Basada en la novela del mismo título de William Lindsay Gresham publicada por Sajalín Editores.
En muchas ocasiones, se ha catalogado esta película como un ejemplo de cine negro aunque se encuadra más ajustadamente dentro de los límites del drama de tintes oscuros.
En ella, nos encontramos con la primera actuación acertadamente trágica de Tyrone Power (confirmada años después con ayuda del gran John Ford en la entrañable Cuna de héroes y por el magistral Billy Wilder en la maravillosa Testigo de cargo) para demostrar que detrás de ese rostro bonito que causaba estragos entre las jovencitas de la época había un actor de talento que tan sólo necesitaba empujones de prestigio para colocarse en el lugar que realmente le correspondía. Por esta vez, Power no dudó en dejarse coger de la mano del veterano director Edmund Goulding y adentrarse en una de las más oscuras producciones que Hollywood realizó en los años cuarenta con unos cuantos ingredientes psicológicos que añadían cierto interés a esta historia casi imposible de un hombre que comienza en un circo y termina manejando las mentes de hombres débiles que, en algún momento de su vida, han perdido el camino de la cordura. En algunos instantes, la película llega a ser impactante pues funciona como una gigantesca máquina del destino, que puede conseguir la malevolencia de un hombre que es de todo menos un héroe. La luz que recae sobre su rostro de perfección es tenue, la dirección artística parece dar importancia a los rincones de la mente que el protagonista tiene que visitar y la música crea una incómoda sensación de aprisionamiento, de inevitable descenso hacia la humillación, del fin de una escalera que se debería subir para estar un poco más cerca de lo que significa la vida.

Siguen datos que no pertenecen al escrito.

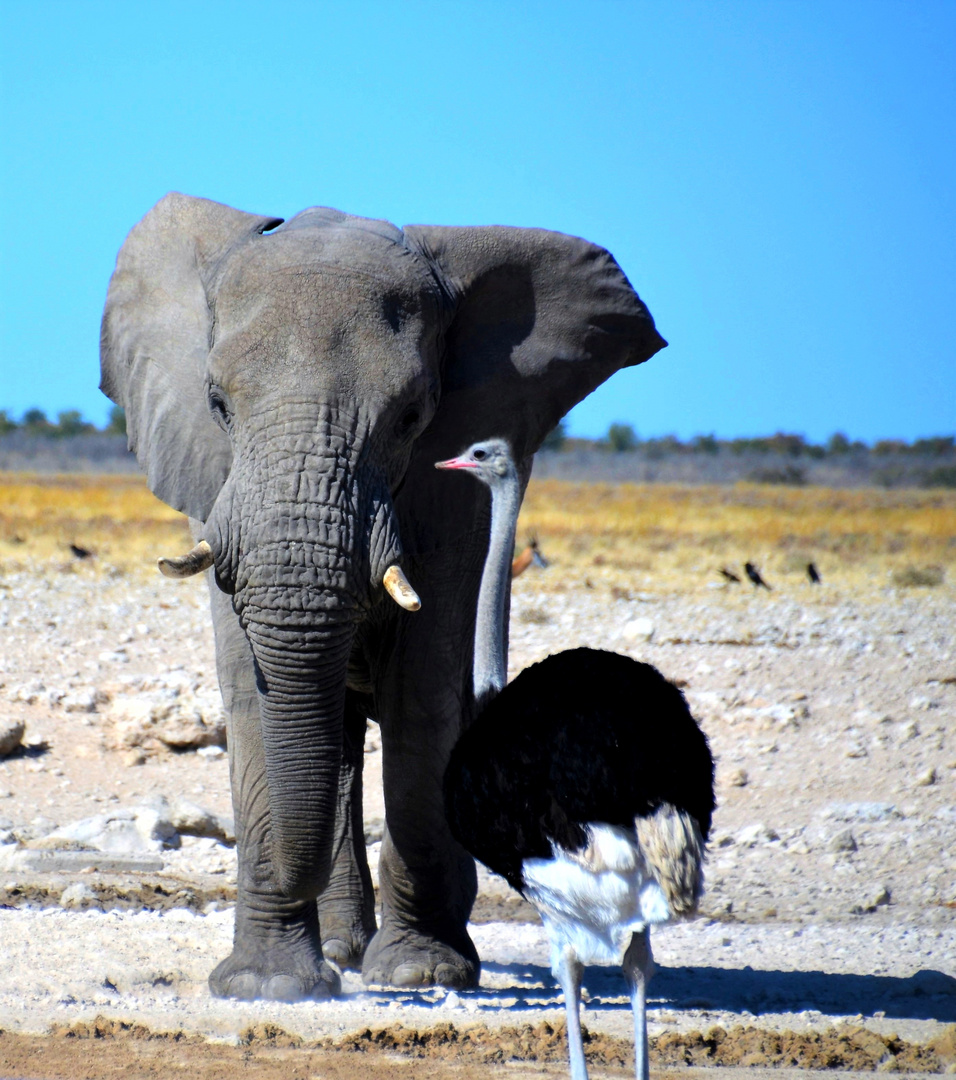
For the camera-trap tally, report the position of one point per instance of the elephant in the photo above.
(288, 386)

Tal vez, en esas partes que no resultan impactantes, la historia sea demasiado predecible (dentro de un argumento que destaca por su originalidad) y cae en lo obvio aunque siempre queda la duda de si lo obvio es un invento de la mente o es la verdad de la que se trata de escapar. En cualquier caso, es un drama anómalo, que ciertamente se adelanta a la época en la que fue rodado, 1947, y que contiene una actuación que merece nuestra mirada, nuestra atención y una parte importante de nuestra admiración.
No existe ninguna duda de que el carnaval que se describe en la película huye de la alegría que preside este tipo de celebraciones y nos adentra en un festival de horrores que se erige en uno de los puntos fuertes de todo el relato y raramente ha sido superado en toda la historia del cine (aunque ahí está ese carnaval de amor y muerte que rodó Marcel Camus con el mítico título de Orfeo negro) pero es una fiesta que no hace más que poner el acento en la corrupción moral, en el deseo carnal representado magníficamente por Joan Blondell, en el cinismo, en la ascensión a una cima demasiado resbaladiza y en la caída que es más dura cuanto más alta ha sido la ambición.
Oscura pero con secuencias que dejan grabadas su impronta en la memoria, deberíamos dejar descansar un poco nuestro pensamiento para hacer frente a la manipulación a la que nos someten algunos hombres sin escrúpulos que juguetean con el artefacto más peligroso de toda la creación como es la mente humana. No seamos almas perdidas en medio del falso colorido de un carnaval que inunda de blanco y negro nuestras pesadillas más ocultas.